Let my voice ring, ring, ring
Loud and clear, clear, clear
Because you can hear, hear, hear
How lucky you are, are, are
Neither from close by nor far, far, far
Does a sound enter my ear, ear, ear
That I am able to hear, hear, hear
Deaf are my ears, ears, ears
A fact that brings on fears, fears, fears
Makes me want to crawl, crawl, crawl
From this dilemma to fall, fall, fall
Into a deep hole, hole, hole
To silence my tortured soul, soul, soul
Agony I have to fight, fight, fight
Every day and night, night, night
Tired I get, but can’t sleep, sleep, sleep
Instead I angrily weep, weep, weep
That does not help, help, help
I would like to yelp, yelp, yelp
Like a dog in pain, pain, pain
But even that would be in vain, vain, vain
So, let me sing, sing, sing
You may laugh at the ring, ring, ring
That sounds distorted to you, you, you
You may even boo, boo, boo
It would be a pleasure for me, me, me
On your faces to see, see, see
The impact my voice made, made, made
I would let my worries fade, fade, fade
Happy I would be, be, be
For once to be free, free, free
To let my voice ring, ring, ring
And sing, sing, sing
Not feeling hurt by a frown, frown, frown
That silences me, puts me down, down, down
Up I lift my face, face, face
With joyful grace, grace, grace
I end my song, song, song
Whether it sounded right or wrong, wrong, wrong
You be grateful if even with only one ear, ear, ear
You still are able to hear, hear, hear, hear, hear, hear.
The way it used to be:
He: "May I have this dance, please?"
(Music playing a Polka)
She: "Yes, certainly."
He: "You are a lovely dancer."
She: "Thank you, you dance very well yourself."
He: "I like your dress.

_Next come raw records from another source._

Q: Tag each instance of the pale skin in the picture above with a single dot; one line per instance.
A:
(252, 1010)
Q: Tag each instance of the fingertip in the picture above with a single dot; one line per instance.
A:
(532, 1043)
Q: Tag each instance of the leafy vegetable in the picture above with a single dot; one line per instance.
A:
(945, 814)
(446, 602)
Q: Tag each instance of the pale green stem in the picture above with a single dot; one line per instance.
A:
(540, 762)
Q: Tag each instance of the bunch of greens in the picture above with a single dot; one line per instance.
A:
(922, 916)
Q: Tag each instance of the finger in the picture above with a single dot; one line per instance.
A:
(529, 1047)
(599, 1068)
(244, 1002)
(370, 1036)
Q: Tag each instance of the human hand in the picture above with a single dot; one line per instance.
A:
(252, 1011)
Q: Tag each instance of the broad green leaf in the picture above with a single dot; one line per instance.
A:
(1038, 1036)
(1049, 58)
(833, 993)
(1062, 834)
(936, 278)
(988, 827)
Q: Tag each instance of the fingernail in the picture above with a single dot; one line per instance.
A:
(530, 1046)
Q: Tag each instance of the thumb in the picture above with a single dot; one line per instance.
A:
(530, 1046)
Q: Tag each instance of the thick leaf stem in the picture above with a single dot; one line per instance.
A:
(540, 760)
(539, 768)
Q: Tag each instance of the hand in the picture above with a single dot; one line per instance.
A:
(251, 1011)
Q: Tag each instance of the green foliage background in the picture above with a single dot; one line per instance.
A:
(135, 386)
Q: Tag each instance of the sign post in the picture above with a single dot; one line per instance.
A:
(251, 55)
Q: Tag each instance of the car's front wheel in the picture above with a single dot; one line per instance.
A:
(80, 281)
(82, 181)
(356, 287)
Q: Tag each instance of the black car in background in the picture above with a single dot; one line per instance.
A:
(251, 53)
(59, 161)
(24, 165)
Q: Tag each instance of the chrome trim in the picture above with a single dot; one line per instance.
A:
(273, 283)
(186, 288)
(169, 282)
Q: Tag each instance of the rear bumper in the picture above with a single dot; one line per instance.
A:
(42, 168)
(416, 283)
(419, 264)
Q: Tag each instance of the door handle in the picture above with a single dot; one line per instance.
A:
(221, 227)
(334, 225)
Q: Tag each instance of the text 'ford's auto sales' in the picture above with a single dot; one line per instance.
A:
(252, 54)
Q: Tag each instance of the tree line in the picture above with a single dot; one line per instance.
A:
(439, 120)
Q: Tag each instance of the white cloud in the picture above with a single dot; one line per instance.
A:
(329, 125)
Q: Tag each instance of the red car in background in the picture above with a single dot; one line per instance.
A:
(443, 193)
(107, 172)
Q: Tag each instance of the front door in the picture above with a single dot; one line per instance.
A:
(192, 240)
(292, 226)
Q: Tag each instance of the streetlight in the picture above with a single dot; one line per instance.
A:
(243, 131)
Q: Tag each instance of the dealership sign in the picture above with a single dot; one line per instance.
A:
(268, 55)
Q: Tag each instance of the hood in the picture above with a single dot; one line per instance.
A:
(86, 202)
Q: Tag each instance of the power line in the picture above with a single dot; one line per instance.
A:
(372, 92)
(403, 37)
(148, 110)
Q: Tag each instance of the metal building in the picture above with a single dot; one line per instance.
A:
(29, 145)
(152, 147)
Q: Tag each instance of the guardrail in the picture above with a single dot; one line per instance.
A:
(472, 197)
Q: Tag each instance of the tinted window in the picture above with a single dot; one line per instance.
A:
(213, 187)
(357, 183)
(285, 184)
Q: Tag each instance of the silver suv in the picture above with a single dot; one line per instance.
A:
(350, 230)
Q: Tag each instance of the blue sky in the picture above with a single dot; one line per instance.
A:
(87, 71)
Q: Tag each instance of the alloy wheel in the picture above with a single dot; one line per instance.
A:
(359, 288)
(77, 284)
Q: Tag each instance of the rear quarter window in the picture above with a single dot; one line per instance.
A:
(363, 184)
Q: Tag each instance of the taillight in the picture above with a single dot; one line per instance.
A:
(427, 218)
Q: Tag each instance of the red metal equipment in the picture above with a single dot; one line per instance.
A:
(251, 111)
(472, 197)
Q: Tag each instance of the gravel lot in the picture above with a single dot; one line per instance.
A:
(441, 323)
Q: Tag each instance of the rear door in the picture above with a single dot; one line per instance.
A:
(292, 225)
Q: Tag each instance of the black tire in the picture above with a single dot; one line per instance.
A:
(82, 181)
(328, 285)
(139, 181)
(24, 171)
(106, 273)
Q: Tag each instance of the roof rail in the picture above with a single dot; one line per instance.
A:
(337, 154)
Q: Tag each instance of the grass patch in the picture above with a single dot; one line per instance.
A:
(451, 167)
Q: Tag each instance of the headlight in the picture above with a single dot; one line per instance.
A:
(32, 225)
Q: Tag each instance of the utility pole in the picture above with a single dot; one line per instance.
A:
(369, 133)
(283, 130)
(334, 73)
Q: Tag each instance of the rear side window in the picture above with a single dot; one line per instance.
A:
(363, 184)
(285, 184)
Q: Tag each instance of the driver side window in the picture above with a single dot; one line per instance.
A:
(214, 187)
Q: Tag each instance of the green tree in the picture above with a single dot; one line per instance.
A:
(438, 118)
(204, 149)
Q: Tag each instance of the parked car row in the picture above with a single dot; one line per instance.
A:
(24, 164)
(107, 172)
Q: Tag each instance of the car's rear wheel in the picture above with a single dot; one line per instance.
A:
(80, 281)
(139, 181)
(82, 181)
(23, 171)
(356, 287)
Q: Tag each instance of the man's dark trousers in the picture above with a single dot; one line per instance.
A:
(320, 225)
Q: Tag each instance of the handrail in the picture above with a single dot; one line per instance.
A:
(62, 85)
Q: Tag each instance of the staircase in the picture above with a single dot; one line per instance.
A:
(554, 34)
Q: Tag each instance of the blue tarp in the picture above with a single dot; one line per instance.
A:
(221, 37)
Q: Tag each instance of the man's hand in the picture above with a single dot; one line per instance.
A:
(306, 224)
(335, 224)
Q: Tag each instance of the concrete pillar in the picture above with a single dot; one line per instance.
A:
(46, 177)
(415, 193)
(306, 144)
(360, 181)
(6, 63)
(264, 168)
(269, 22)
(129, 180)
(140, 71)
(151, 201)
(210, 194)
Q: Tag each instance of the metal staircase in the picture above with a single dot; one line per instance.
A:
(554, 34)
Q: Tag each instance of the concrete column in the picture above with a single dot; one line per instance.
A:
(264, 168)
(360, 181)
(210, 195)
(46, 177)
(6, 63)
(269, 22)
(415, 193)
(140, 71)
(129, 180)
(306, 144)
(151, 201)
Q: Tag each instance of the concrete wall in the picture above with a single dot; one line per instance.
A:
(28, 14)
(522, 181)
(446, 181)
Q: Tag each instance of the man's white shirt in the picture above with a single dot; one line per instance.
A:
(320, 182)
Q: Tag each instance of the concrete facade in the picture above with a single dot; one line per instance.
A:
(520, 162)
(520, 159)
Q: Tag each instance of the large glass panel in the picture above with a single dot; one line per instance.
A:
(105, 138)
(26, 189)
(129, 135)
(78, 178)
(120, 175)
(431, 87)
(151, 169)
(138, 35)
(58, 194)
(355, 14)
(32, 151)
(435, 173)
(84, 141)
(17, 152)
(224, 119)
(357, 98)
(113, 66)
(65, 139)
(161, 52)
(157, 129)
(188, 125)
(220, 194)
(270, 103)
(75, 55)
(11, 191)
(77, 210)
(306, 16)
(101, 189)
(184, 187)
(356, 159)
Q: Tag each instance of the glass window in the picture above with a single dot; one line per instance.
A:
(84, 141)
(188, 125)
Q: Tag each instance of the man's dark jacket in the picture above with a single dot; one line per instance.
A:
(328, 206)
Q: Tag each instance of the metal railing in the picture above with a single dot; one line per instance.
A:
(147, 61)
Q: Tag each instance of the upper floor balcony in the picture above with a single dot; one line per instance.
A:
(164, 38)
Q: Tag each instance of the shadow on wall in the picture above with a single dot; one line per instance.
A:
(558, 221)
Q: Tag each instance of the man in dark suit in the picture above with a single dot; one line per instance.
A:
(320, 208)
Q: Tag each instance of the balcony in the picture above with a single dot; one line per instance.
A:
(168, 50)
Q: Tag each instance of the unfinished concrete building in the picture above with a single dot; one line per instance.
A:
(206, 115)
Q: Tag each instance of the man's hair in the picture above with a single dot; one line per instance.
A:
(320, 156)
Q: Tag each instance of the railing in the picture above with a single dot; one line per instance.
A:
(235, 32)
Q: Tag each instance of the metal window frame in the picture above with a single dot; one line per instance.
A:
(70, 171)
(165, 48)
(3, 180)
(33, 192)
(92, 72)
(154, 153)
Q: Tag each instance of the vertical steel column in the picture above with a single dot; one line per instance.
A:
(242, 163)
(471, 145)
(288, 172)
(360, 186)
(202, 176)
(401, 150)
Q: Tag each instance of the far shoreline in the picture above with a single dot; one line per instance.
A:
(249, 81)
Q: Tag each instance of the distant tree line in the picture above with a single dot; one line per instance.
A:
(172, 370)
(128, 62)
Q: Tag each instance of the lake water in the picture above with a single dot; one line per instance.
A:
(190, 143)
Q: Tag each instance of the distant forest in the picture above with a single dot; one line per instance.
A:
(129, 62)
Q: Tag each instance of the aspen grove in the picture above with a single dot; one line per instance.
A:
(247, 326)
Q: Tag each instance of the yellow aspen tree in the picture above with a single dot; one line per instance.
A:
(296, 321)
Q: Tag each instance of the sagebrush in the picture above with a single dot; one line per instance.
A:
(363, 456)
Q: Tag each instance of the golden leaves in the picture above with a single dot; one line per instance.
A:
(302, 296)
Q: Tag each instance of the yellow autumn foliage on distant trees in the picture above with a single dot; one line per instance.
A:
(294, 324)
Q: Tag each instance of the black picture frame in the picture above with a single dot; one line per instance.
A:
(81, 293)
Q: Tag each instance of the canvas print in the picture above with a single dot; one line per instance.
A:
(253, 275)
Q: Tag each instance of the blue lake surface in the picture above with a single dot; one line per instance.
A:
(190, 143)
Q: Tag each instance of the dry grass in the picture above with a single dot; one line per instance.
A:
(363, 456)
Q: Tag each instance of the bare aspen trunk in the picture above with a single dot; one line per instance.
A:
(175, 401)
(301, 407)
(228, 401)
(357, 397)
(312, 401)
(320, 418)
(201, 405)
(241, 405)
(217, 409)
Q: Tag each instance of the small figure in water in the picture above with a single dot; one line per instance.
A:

It’s very becoming."
She: "Thank you."
He: "Will you reserve the next dance for me, please?"
She: "Certainly, I like your style."
End of dance: Gallantly he leads her back to her chair.
The way it is today:
He: "Come on."
(Music playing Rock & Roll)
She: "Sure."
He: "Live alone?"
She: "Yes, how ‘bout you?"
He: "Me too."
She: "Why you ask?"
He: "I want to sleep with you."
She: "Sure, my place or yours?"
He: "My joint."
In haste they leave the dance-floor.
Somewhere I read
Something that fed
My inquiring mind
With some kind
Of special food
That guided my mood
From a downward slide
To an upper ride
Of peaceful thought
That brought
The needed understanding
I was demanding.
"God" -- I read --
"Let me shed
Some light,
Great insight
On that word,
Which like a sword
Is used at times
To keep in lines
Unruly people
From some high steeple.
"God" -- it pointed out
"Is all about
Good and Evil --
God and the Devil.
Within our being both dwell;
It’s up to us to quell
The Evil -- that harmful Devil,
Let the Good come to the fore
Which opens the door
To peace and happiness,
Undermining the Devil’s success!"
To know -- it’s up to me
To make me free
From harmful, useless thought
Finally brought
Peace to my mind --
That I yearned to find.
Not a day goes by
on which I do not think about you all.
With joy I do recall
the precious times we spent in harmony,
where I could feel the love around me.
If that means -- living in the past,
that is far better than the vast emptiness
which surrounds me now!
Back and forth I travel --in my mind --
eager to unravel, and dwell in --
the happiness we shared.
We cared for one another!
Remembering those happy times of long ago
gives me the needed strength
to lift the heavy burden -- cast upon me,
which no one else can see,
because it is an invisible disability
that I am afflicted with.
I did my best to hide a lot.
Now it got too hard to handle,
just with a smile to bear the pain.
I can not do it anymore and therefore,
have to stay away from situations
being put -- without consideration --
to bite off more -- than I can chew!